La doctrine fiscale applicable aux plus-values immobilières est centralisée dans la série BOI-RFPI-PVI du BOFiP (bulletin officiel des finances publiques, bofip.impots.gouv.fr), qui décline l’article 150 U du Code général des impôts. Concrètement, vous êtes imposé à 19 % au titre de l’impôt sur le revenu et 17,2 % au titre des prélèvements sociaux, soit 36,2 % sur la plus-value nette, avec des abattements progressifs après la cinquième année de détention et une exonération totale après 22 ans (IR) et 30 ans (prélèvements sociaux).
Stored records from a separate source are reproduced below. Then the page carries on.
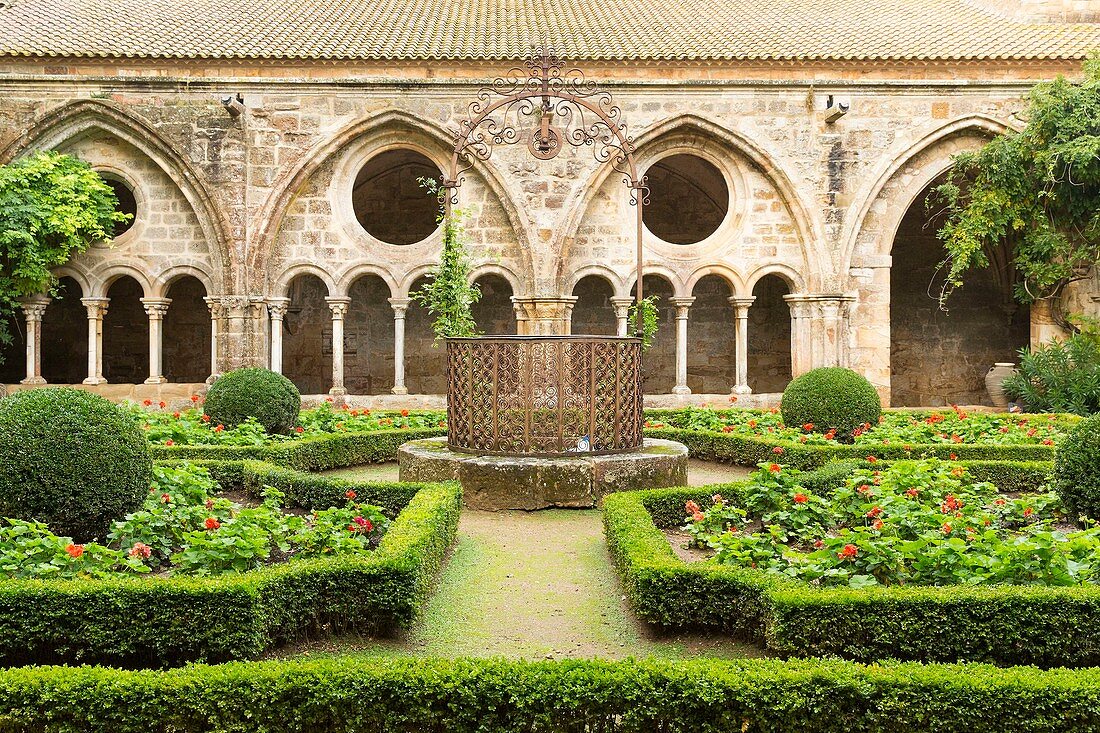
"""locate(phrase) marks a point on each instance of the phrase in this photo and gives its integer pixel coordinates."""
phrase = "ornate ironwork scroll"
(543, 395)
(548, 107)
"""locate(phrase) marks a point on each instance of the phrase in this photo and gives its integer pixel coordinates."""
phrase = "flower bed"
(1007, 624)
(154, 621)
(495, 696)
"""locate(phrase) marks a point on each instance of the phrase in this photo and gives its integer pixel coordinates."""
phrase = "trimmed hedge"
(831, 398)
(496, 696)
(72, 460)
(314, 453)
(1009, 624)
(749, 450)
(1077, 470)
(254, 392)
(168, 621)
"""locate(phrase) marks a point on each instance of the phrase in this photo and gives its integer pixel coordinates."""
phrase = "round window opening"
(688, 199)
(128, 205)
(388, 200)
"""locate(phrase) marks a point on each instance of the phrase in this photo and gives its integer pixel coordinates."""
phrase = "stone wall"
(245, 205)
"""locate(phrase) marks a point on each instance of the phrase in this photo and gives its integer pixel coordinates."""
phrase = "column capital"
(156, 307)
(34, 306)
(682, 304)
(338, 306)
(277, 307)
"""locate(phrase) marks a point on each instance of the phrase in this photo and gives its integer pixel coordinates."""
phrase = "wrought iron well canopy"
(546, 395)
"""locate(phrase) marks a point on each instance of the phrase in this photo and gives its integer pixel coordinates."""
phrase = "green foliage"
(270, 398)
(347, 693)
(72, 460)
(167, 621)
(448, 295)
(1033, 193)
(831, 398)
(52, 207)
(1010, 624)
(649, 320)
(1060, 376)
(1077, 470)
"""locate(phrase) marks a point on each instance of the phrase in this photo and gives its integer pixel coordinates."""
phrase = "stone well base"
(497, 482)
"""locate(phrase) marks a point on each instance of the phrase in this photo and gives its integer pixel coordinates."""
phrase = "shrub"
(259, 393)
(70, 459)
(832, 398)
(1062, 376)
(355, 692)
(1077, 470)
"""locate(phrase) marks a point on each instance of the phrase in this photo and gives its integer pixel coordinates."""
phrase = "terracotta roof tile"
(505, 29)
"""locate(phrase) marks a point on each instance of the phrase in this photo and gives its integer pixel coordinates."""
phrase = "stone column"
(548, 316)
(34, 308)
(682, 305)
(339, 308)
(155, 308)
(801, 324)
(218, 314)
(741, 343)
(97, 309)
(276, 310)
(622, 305)
(399, 306)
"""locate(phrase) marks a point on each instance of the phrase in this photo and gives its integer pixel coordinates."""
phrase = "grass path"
(532, 584)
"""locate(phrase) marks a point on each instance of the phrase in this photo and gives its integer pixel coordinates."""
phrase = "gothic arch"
(733, 279)
(688, 128)
(287, 185)
(870, 232)
(73, 120)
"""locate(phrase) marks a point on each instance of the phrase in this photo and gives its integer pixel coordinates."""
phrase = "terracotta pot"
(994, 381)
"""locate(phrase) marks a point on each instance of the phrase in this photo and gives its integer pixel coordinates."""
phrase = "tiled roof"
(505, 29)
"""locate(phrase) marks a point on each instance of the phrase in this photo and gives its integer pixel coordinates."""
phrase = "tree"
(1035, 194)
(448, 295)
(52, 207)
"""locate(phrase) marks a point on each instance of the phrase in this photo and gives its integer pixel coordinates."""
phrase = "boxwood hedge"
(1009, 624)
(168, 621)
(496, 696)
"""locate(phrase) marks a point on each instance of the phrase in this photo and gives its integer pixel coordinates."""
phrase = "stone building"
(270, 153)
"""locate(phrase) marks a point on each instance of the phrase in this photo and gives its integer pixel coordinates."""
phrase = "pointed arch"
(876, 194)
(690, 127)
(76, 119)
(294, 178)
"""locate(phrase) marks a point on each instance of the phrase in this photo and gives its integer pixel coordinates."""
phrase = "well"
(543, 395)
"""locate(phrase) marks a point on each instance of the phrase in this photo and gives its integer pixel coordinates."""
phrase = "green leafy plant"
(832, 400)
(448, 295)
(649, 320)
(1031, 194)
(52, 207)
(1077, 470)
(1060, 376)
(72, 460)
(261, 394)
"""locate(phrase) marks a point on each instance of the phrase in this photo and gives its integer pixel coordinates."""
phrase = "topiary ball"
(831, 398)
(1077, 470)
(70, 459)
(271, 398)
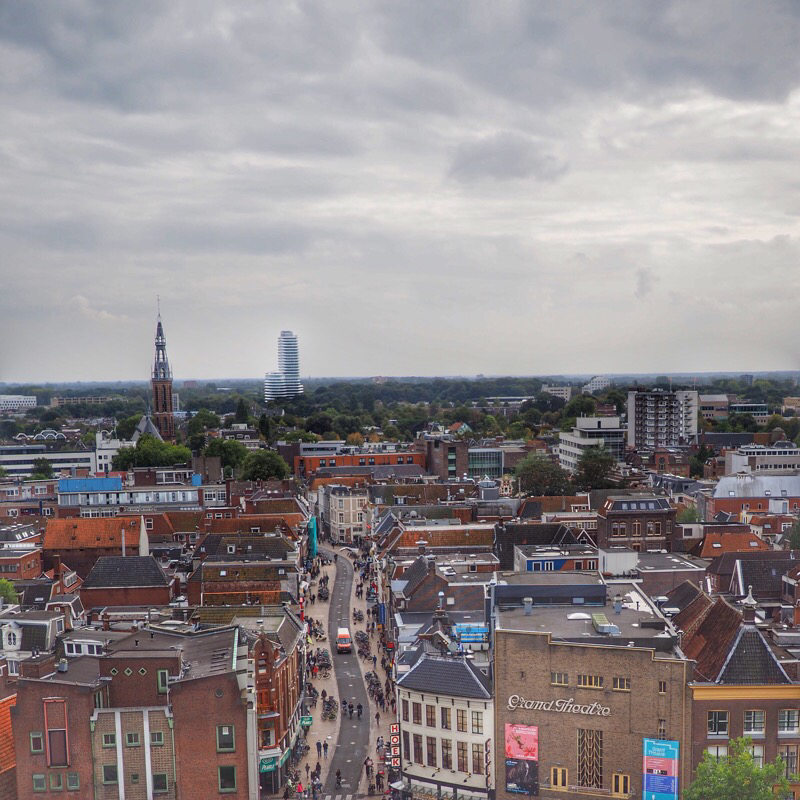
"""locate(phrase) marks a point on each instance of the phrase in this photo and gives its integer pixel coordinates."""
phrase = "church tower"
(162, 388)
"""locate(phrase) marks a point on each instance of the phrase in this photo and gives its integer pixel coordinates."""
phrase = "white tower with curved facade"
(286, 381)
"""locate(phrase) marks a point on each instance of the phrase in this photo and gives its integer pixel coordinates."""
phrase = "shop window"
(430, 745)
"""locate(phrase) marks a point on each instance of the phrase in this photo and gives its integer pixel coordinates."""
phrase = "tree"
(594, 469)
(42, 469)
(738, 777)
(263, 465)
(540, 476)
(8, 592)
(231, 452)
(151, 452)
(688, 515)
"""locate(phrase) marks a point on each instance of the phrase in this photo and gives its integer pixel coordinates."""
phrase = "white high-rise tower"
(286, 381)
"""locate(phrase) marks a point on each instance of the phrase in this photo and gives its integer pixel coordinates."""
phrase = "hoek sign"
(560, 706)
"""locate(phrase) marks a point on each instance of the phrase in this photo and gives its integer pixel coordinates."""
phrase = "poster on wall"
(660, 769)
(522, 759)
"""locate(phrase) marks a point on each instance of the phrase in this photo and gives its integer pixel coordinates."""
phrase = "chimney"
(528, 603)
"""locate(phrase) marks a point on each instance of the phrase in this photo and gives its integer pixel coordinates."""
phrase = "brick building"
(577, 693)
(127, 581)
(642, 522)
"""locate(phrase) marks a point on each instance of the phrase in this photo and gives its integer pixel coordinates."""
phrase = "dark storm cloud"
(340, 168)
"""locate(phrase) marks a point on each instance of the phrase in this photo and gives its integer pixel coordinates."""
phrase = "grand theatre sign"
(559, 706)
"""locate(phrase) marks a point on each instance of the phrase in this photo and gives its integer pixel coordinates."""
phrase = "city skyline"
(544, 189)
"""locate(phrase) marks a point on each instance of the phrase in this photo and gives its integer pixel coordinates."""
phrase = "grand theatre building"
(591, 692)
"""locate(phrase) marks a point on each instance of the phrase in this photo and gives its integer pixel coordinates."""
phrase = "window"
(788, 720)
(754, 723)
(430, 745)
(788, 752)
(621, 784)
(430, 716)
(446, 718)
(477, 759)
(558, 778)
(447, 754)
(225, 741)
(57, 748)
(227, 778)
(461, 754)
(477, 721)
(717, 723)
(590, 758)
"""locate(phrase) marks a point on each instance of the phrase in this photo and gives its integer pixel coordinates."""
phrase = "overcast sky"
(412, 187)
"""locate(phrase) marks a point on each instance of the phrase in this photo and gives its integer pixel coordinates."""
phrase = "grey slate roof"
(448, 676)
(121, 571)
(751, 661)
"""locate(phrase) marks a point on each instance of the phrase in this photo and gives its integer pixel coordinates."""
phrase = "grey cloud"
(505, 156)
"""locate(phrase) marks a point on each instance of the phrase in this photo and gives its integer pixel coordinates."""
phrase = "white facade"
(596, 384)
(589, 432)
(286, 381)
(457, 754)
(17, 402)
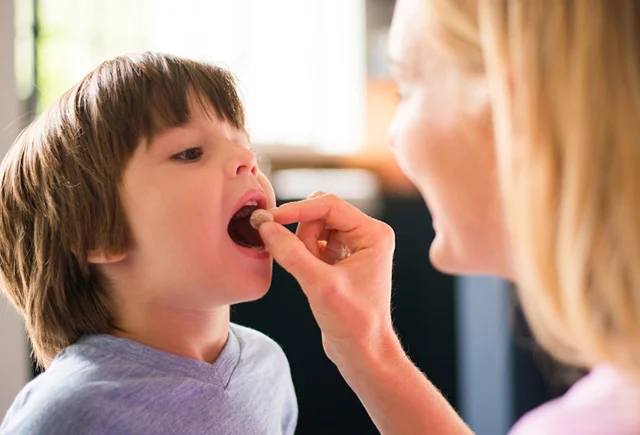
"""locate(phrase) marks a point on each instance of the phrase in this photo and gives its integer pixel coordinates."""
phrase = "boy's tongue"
(241, 231)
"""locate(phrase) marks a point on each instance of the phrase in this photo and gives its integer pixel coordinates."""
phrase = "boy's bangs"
(169, 101)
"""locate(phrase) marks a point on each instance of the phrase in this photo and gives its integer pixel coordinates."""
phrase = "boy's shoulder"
(63, 405)
(255, 344)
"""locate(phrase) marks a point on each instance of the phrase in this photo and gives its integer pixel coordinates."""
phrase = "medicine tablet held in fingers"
(259, 217)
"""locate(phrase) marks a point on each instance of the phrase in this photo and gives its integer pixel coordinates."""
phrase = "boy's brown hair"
(59, 187)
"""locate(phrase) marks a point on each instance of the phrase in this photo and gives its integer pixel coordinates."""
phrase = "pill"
(338, 252)
(258, 217)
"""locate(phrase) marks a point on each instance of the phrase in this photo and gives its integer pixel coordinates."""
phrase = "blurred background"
(319, 98)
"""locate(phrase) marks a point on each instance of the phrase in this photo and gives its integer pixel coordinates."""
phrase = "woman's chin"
(448, 260)
(465, 261)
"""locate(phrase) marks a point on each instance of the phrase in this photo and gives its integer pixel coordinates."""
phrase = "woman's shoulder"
(603, 402)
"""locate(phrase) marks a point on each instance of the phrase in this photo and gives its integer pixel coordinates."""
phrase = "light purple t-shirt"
(602, 403)
(109, 385)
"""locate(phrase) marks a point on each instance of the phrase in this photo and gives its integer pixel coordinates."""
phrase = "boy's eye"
(190, 155)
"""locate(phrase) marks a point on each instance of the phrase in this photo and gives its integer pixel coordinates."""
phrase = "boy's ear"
(98, 256)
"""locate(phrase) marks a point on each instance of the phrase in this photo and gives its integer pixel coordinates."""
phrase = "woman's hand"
(342, 259)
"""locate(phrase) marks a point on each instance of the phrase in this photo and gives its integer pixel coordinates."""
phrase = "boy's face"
(180, 193)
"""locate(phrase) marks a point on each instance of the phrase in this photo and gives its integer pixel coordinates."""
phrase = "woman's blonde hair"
(59, 187)
(564, 81)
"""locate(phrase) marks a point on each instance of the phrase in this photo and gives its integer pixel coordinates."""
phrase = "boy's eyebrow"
(160, 135)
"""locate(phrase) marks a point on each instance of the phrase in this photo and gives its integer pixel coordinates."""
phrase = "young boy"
(124, 239)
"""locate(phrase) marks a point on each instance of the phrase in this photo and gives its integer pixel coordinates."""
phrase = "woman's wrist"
(373, 360)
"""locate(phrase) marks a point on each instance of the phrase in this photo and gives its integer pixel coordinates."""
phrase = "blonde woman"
(519, 122)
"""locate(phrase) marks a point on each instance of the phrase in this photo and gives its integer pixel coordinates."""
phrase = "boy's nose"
(243, 161)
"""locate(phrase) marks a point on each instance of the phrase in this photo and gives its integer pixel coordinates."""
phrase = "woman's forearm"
(398, 397)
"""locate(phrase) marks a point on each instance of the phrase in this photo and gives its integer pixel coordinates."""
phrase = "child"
(124, 239)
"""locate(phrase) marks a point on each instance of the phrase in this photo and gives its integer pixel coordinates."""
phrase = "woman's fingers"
(292, 254)
(334, 212)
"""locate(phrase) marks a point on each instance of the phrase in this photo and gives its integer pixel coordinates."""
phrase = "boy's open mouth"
(241, 231)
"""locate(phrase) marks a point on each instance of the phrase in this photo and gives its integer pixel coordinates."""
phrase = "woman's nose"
(242, 161)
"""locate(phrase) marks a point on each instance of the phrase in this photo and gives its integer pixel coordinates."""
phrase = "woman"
(519, 123)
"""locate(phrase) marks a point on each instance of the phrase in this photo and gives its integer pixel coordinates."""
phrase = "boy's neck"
(196, 334)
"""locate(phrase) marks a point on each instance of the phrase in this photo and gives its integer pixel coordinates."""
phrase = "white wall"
(14, 365)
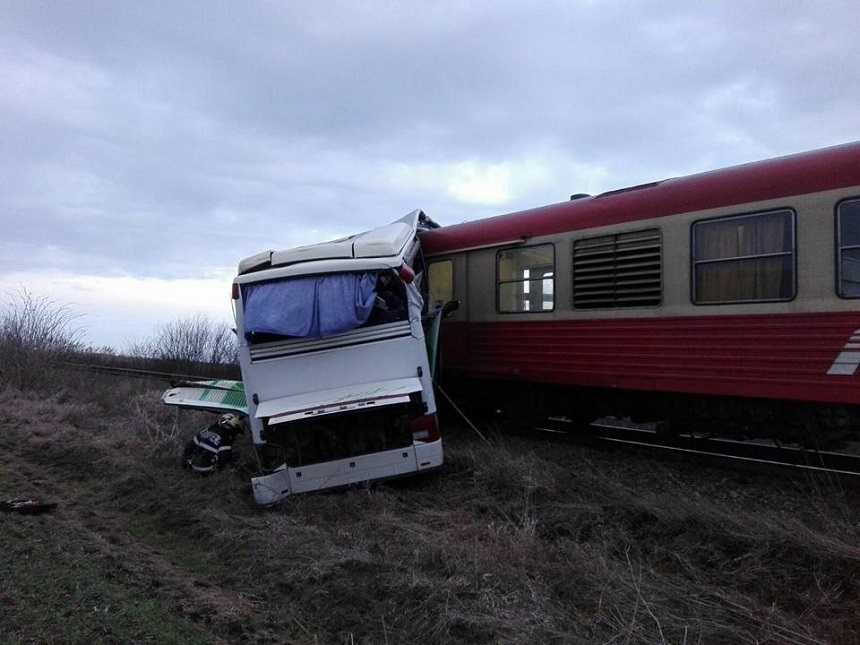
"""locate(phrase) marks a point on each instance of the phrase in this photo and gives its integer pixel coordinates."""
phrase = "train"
(724, 302)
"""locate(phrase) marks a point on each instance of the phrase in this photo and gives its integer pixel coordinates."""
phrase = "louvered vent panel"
(622, 270)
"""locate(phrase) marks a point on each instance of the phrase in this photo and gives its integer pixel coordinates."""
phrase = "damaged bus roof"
(384, 242)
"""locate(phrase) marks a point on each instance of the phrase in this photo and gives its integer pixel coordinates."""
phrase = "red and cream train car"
(727, 300)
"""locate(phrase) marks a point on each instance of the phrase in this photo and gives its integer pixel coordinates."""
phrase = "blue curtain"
(312, 307)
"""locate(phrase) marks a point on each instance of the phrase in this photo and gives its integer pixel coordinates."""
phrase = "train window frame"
(617, 270)
(841, 248)
(526, 281)
(697, 262)
(445, 294)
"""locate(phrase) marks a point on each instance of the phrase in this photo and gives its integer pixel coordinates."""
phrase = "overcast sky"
(147, 147)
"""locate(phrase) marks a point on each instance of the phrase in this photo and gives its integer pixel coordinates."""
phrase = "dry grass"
(518, 541)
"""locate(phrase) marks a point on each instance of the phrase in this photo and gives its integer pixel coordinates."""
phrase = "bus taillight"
(426, 428)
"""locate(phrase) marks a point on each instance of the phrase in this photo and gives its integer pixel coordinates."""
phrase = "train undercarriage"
(518, 405)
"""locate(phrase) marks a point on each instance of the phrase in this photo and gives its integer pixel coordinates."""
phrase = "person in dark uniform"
(212, 449)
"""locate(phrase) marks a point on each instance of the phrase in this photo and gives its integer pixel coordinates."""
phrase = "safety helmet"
(231, 421)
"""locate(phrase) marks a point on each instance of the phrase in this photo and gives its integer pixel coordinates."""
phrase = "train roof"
(818, 170)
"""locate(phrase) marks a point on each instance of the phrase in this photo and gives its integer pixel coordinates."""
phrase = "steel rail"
(789, 459)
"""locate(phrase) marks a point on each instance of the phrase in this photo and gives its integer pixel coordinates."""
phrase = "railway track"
(790, 460)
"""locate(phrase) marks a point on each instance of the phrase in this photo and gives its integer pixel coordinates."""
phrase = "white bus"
(334, 361)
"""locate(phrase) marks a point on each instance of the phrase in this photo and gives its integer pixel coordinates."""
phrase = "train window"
(744, 258)
(441, 279)
(848, 279)
(622, 270)
(526, 279)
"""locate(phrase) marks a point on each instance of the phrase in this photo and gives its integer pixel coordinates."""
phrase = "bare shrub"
(36, 333)
(193, 339)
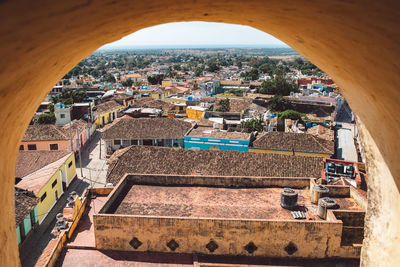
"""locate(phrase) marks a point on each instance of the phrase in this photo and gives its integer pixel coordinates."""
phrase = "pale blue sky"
(190, 34)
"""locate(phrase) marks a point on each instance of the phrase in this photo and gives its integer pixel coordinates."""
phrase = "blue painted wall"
(222, 144)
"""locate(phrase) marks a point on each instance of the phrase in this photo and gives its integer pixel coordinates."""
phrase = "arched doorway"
(355, 43)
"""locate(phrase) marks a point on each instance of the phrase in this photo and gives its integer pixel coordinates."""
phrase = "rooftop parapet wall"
(304, 239)
(218, 181)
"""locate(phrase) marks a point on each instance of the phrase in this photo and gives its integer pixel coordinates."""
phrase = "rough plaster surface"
(382, 231)
(312, 239)
(356, 42)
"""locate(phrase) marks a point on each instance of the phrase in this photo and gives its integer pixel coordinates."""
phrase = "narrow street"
(346, 149)
(94, 175)
(94, 167)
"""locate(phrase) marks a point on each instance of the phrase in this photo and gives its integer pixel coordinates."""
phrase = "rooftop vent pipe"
(324, 204)
(318, 192)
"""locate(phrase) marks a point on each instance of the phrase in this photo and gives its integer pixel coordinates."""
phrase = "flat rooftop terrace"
(210, 132)
(214, 202)
(90, 257)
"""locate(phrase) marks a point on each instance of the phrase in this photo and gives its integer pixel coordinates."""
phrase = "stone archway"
(357, 43)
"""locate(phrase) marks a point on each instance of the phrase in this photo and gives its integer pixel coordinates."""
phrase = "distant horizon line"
(194, 46)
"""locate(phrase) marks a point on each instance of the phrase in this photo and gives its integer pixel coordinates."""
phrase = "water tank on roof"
(339, 168)
(350, 170)
(289, 198)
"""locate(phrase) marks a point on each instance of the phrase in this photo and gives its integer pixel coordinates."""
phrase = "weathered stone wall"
(311, 239)
(355, 42)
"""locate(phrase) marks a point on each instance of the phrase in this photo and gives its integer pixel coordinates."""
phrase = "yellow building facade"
(166, 83)
(49, 183)
(195, 113)
(107, 117)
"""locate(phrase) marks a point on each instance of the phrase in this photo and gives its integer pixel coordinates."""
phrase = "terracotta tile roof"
(44, 132)
(240, 104)
(161, 160)
(79, 125)
(146, 128)
(25, 202)
(30, 161)
(294, 141)
(230, 82)
(236, 104)
(148, 102)
(121, 97)
(106, 107)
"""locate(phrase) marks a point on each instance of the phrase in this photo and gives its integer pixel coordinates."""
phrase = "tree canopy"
(254, 124)
(278, 103)
(292, 114)
(127, 83)
(155, 79)
(47, 118)
(223, 105)
(278, 86)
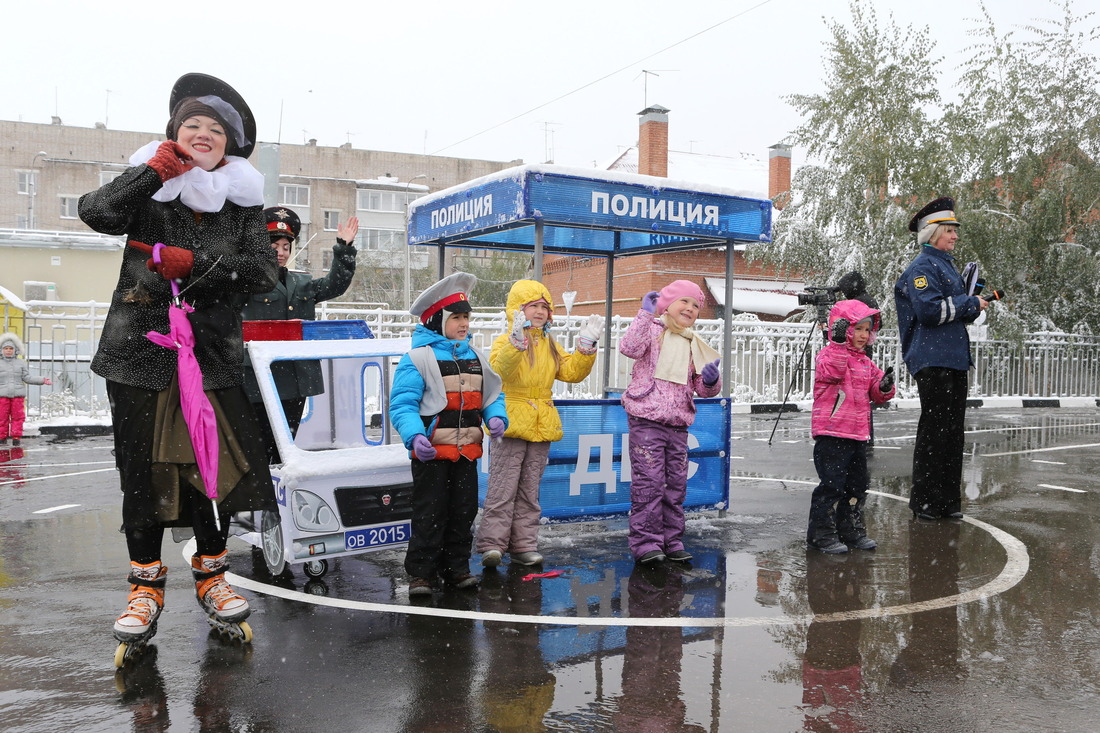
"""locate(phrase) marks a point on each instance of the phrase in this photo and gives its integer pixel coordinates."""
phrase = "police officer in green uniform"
(295, 297)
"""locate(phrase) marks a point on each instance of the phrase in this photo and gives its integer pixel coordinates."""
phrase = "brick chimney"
(779, 174)
(653, 141)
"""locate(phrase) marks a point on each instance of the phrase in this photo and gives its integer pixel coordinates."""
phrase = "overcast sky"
(470, 78)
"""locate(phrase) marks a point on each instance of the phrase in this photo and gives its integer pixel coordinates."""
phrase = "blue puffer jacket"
(408, 389)
(933, 310)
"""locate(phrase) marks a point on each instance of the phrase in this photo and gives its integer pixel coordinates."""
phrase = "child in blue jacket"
(443, 390)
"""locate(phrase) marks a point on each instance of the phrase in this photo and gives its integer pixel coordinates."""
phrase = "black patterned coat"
(232, 255)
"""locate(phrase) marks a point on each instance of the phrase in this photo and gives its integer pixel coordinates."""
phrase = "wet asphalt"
(986, 624)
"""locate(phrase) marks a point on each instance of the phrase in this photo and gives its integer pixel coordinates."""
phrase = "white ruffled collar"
(207, 190)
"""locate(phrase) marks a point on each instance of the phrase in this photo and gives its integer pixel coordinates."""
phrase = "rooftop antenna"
(646, 73)
(548, 141)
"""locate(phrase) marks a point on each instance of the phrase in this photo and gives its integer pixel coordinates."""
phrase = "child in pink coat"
(671, 365)
(845, 385)
(14, 376)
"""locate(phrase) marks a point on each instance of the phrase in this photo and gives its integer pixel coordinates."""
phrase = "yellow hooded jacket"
(528, 389)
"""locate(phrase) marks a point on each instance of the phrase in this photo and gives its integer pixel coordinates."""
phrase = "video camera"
(822, 297)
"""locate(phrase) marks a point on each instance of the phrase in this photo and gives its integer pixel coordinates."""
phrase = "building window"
(381, 239)
(68, 207)
(383, 200)
(293, 195)
(26, 181)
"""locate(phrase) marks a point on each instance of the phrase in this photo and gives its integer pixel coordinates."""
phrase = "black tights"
(144, 543)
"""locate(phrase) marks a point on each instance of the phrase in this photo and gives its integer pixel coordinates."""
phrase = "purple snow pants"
(512, 512)
(658, 484)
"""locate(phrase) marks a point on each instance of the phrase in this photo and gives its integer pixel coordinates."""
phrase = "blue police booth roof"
(585, 211)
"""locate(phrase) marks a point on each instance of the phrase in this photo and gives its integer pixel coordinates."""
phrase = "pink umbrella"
(198, 412)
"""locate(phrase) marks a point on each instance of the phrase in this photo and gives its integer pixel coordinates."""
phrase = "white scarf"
(207, 190)
(680, 348)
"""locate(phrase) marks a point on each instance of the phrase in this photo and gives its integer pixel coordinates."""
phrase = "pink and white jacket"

Vous vendez un bien locatif ou une résidence secondaire et vous voulez comprendre ce que dit vraiment le BOFiP avant de signer le compromis. Les références BOI-RFPI-PVI-10, 20, 30, 40 peuvent paraître hermétiques. Cet ancrage est pourtant utile : la doctrine est opposable à l’administration fiscale, et la maîtriser vous évite des erreurs coûteuses.

🔑 Points clés

  • La plus-value brute est imposée à 36,2 % (19 % IR + 17,2 % PS) selon l’article 150 U du CGI
  • Exonération totale d’IR après 22 ans de détention, et de prélèvements sociaux après 30 ans
  • Forfait travaux de 15 % applicable sur le prix d’acquisition après 5 ans de détention (BOI-RFPI-PVI-20-10-20)
  • Surtaxe additionnelle de 2 à 6 % sur les plus-values nettes supérieures à 50 000 €

Sommaire

Qu’est-ce que le BOFiP et comment s’applique-t-il aux plus-values immobilières ?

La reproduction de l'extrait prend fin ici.